Liberté de la presse : vers une concertation tripartite UNPC–Justice–Communication

1
Photo d'illustration.

La République démocratique du Congo s’est dotée, depuis 2023, d’une nouvelle loi relative à l’exercice de la liberté de la presse. Défendue et portée par le ministre de la Communication et Médias, Patrick Muyaya, cette loi fixe les modalités de l’exercice de la liberté de la presse, de la liberté d’information et d’émission par la radio, la télévision, la presse écrite et tout autre moyen de communication en RDC. Son adoption est intervenue un an après la tenue des États généraux de la Communication et des Médias, organisés en 2022.

Les professionnels des médias ont été les principaux artisans de cette réforme, initiée à l’issue de ces assises nationales, avec pour objectif de moderniser et d’adapter l’arsenal juridique et réglementaire du secteur. Cette démarche visait à répondre aux profondes mutations du paysage médiatique, après plusieurs décennies d’évolution, dans un contexte marqué par la transformation numérique et la diversification des supports d’information. Le texte se veut ainsi novateur et en phase avec son époque, dans le but d’assainir un espace médiatique longtemps confronté à des dérives et à une dégradation des conditions d’exercice du journalisme.
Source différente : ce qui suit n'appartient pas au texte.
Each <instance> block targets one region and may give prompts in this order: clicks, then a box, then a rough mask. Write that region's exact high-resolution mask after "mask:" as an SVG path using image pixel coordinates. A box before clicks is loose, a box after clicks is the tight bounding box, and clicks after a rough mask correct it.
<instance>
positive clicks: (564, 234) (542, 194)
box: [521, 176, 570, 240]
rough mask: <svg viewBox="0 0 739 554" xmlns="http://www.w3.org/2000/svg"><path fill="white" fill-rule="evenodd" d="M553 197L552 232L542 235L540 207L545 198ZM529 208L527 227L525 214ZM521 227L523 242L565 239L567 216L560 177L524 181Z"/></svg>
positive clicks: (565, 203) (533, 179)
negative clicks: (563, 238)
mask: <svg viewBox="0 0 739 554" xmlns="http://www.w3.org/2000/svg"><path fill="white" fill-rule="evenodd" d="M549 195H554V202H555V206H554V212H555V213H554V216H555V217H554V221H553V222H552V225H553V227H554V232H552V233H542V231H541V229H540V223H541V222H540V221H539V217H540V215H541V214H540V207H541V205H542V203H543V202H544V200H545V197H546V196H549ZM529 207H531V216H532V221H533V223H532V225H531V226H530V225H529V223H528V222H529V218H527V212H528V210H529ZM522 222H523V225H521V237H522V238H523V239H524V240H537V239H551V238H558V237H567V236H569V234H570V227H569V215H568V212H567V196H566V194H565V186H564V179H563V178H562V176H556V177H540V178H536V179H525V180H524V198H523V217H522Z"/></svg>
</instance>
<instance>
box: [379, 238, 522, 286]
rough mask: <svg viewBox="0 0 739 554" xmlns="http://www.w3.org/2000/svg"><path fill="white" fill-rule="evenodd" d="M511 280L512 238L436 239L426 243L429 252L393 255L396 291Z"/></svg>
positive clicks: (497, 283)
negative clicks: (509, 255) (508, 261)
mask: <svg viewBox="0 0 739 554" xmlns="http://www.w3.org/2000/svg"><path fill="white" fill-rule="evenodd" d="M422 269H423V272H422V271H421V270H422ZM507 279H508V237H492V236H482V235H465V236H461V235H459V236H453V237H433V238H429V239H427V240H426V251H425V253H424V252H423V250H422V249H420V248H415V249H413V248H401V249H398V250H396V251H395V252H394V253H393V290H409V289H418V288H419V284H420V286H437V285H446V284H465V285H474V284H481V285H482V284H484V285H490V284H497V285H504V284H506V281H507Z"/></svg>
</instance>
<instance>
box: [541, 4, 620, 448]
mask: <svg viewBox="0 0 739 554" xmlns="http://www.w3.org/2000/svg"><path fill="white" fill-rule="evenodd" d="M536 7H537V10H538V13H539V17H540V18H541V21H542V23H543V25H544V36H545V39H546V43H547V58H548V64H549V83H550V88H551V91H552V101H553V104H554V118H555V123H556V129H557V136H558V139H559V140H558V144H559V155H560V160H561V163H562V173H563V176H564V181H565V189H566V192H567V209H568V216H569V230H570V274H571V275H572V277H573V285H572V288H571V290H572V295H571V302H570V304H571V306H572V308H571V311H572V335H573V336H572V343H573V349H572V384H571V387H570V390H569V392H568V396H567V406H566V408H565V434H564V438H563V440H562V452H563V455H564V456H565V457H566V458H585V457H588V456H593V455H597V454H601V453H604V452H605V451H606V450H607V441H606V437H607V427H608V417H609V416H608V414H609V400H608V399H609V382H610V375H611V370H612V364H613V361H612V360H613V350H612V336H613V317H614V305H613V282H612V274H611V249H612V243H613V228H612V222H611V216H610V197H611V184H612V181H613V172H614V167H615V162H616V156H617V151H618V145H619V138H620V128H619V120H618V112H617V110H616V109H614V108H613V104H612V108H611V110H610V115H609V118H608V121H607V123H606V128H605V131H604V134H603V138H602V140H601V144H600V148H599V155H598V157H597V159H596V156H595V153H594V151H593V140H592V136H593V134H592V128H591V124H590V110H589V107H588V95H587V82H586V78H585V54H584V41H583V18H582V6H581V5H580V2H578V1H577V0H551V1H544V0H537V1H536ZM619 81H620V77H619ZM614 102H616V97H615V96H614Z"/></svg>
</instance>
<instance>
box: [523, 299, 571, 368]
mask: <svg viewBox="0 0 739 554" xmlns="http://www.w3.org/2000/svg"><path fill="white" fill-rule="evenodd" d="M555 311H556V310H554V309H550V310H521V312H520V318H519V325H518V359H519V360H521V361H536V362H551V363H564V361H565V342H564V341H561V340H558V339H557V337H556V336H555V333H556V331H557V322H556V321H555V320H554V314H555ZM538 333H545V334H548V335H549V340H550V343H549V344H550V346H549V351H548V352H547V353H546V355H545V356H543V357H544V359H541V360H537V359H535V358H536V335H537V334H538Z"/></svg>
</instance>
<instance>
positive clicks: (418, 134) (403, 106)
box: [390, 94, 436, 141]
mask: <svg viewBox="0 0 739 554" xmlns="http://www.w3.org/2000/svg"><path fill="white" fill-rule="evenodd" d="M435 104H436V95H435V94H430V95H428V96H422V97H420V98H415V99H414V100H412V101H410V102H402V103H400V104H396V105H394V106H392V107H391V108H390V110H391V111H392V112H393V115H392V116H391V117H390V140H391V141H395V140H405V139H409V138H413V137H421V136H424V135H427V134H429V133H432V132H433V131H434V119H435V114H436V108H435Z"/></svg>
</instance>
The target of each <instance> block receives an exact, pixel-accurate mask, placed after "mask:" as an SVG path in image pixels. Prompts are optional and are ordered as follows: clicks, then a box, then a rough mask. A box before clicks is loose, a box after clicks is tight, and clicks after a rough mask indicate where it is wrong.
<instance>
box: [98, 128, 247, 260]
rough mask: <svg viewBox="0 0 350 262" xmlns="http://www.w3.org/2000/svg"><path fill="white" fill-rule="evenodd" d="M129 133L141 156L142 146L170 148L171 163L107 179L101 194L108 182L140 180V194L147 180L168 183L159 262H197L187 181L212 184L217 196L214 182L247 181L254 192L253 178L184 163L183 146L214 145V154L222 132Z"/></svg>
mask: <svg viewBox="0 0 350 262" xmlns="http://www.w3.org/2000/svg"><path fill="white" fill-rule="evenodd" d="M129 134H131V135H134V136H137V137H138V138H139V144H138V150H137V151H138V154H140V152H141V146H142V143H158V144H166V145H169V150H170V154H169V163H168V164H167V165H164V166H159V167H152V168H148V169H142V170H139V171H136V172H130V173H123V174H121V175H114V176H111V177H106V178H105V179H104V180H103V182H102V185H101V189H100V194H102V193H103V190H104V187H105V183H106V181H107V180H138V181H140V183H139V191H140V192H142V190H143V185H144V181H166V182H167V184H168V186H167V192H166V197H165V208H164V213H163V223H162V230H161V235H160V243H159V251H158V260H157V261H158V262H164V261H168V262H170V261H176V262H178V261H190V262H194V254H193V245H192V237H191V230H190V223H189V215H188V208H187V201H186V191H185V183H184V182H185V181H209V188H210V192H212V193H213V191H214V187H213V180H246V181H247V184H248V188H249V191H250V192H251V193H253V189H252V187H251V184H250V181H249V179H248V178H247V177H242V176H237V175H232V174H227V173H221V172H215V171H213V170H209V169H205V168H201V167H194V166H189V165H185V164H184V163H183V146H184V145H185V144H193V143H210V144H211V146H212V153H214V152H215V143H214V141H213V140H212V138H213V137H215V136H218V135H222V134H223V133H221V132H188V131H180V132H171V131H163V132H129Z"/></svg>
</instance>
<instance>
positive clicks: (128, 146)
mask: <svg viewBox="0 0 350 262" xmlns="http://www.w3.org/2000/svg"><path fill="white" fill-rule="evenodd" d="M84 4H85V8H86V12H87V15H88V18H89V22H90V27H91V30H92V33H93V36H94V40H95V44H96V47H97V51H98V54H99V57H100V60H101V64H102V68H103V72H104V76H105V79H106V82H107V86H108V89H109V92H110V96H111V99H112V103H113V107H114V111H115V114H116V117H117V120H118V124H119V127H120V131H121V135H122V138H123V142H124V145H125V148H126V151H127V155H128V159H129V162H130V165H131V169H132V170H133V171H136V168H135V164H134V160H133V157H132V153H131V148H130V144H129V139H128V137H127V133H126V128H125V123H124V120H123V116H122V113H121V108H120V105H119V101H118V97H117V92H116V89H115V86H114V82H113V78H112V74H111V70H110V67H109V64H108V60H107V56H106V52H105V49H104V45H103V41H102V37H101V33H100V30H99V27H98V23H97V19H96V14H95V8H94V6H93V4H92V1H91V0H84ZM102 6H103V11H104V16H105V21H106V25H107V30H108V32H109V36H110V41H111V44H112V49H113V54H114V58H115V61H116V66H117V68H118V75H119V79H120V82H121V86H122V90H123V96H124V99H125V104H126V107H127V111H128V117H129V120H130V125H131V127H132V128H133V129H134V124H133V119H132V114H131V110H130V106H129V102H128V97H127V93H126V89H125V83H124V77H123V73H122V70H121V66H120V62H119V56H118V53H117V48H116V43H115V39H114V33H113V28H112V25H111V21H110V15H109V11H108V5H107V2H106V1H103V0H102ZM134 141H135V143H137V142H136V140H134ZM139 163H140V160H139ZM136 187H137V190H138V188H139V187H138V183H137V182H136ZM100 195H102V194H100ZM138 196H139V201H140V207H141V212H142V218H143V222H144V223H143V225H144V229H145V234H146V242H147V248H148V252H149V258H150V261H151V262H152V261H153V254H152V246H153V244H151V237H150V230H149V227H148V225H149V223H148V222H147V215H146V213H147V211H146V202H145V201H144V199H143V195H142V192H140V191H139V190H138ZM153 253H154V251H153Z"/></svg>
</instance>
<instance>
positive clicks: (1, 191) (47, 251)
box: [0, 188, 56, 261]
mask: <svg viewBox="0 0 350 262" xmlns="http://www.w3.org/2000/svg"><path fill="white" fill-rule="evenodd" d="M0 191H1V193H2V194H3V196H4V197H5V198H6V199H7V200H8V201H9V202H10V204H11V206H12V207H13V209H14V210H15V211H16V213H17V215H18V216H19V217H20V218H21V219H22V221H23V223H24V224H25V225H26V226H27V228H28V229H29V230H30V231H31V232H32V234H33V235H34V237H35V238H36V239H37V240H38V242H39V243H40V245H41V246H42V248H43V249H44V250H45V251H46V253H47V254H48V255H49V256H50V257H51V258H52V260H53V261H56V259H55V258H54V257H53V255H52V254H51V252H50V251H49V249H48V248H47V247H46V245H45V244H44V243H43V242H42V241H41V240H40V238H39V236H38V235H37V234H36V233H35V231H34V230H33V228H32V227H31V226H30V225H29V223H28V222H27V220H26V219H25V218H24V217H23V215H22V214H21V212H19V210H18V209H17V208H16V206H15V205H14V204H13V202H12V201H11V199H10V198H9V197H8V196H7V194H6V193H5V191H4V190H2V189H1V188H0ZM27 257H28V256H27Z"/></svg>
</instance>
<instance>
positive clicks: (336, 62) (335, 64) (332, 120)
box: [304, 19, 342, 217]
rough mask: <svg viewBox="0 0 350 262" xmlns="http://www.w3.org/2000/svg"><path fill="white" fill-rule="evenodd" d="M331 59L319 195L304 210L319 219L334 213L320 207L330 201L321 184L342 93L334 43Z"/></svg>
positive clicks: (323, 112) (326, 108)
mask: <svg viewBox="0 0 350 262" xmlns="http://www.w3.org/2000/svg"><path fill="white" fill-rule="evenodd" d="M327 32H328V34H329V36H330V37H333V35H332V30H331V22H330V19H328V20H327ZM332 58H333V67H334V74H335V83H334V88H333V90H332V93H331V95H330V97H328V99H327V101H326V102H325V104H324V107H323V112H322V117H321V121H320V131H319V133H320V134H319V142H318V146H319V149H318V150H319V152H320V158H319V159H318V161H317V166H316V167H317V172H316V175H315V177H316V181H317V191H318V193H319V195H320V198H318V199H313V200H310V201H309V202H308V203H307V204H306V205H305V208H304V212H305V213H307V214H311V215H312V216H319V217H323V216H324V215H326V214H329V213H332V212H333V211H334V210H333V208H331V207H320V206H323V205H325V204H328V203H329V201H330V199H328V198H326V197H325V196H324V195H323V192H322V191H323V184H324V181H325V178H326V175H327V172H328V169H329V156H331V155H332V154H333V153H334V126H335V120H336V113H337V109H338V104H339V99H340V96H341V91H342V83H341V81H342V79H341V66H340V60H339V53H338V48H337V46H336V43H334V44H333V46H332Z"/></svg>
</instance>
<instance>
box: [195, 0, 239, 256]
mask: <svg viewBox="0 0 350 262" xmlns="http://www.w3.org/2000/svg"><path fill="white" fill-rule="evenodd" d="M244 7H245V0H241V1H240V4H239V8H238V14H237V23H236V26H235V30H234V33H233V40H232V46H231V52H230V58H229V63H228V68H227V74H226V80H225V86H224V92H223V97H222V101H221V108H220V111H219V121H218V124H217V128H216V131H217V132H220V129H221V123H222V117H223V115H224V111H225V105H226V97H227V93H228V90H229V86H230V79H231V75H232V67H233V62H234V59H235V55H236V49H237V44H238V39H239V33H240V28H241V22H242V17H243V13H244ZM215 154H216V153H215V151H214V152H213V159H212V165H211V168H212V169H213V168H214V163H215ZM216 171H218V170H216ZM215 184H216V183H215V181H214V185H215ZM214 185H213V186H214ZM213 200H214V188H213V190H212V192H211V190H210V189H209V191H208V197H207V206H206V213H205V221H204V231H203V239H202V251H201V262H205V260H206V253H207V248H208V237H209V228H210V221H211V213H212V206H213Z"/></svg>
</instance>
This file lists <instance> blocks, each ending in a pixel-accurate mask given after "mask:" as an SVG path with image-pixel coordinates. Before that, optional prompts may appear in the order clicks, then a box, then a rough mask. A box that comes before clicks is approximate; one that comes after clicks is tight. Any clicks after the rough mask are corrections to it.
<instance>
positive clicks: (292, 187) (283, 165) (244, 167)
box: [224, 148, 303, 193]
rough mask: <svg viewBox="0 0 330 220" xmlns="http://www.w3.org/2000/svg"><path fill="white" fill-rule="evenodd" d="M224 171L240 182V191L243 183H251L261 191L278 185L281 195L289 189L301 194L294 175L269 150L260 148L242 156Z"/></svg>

Intervenant lors de la session d’évaluation de décembre, consacrée à l’examen du niveau de mise en œuvre des recommandations issues des États généraux de la Communication et des Médias, le ministre de tutelle est revenu sur la nécessité de rendre cette loi pleinement opérationnelle, notamment en ce qui concerne la sécurité des journalistes. À cet effet, Patrick Muyaya a annoncé la tenue prochaine d’une rencontre tripartite réunissant l’Union nationale de la presse du Congo (UNPC), le ministère de la Communication et Médias, ainsi que les institutions judiciaires, représentées par le ministère de la Justice et Garde des Sceaux et le Conseil supérieur de la magistrature (CSM).

« S’agissant de la sécurité des journalistes et de la dépénalisation des délits de presse, le droit de réponse et de rectification est désormais consacré comme préalable à toute poursuite judiciaire, conformément aux articles 104 et 105 de l’ordonnance-loi. À la demande de l’UNPC, nous avons saisi le ministre d’État, ministre de la Justice, afin d’en assurer l’effectivité. Dans les jours à venir, une rencontre tripartite est prévue entre le ministère de la Communication et des Médias, l’UNPC, le Conseil supérieur de la magistrature et le ministère de la Justice, afin d’échanger sur ces dispositions avec les acteurs chargés de rendre la justice », a déclaré Patrick Muyaya, mardi 23 décembre 2025.

Abordant la question de la loi relative à l’accès à l’information, le ministre de la Communication et Médias a indiqué que le gouvernement a déjà transmis ses propositions. En attendant l’adoption et la promulgation de ce texte, certaines dispositions de la loi sur la liberté de la presse garantissent déjà l’accès des journalistes aux sources d’information.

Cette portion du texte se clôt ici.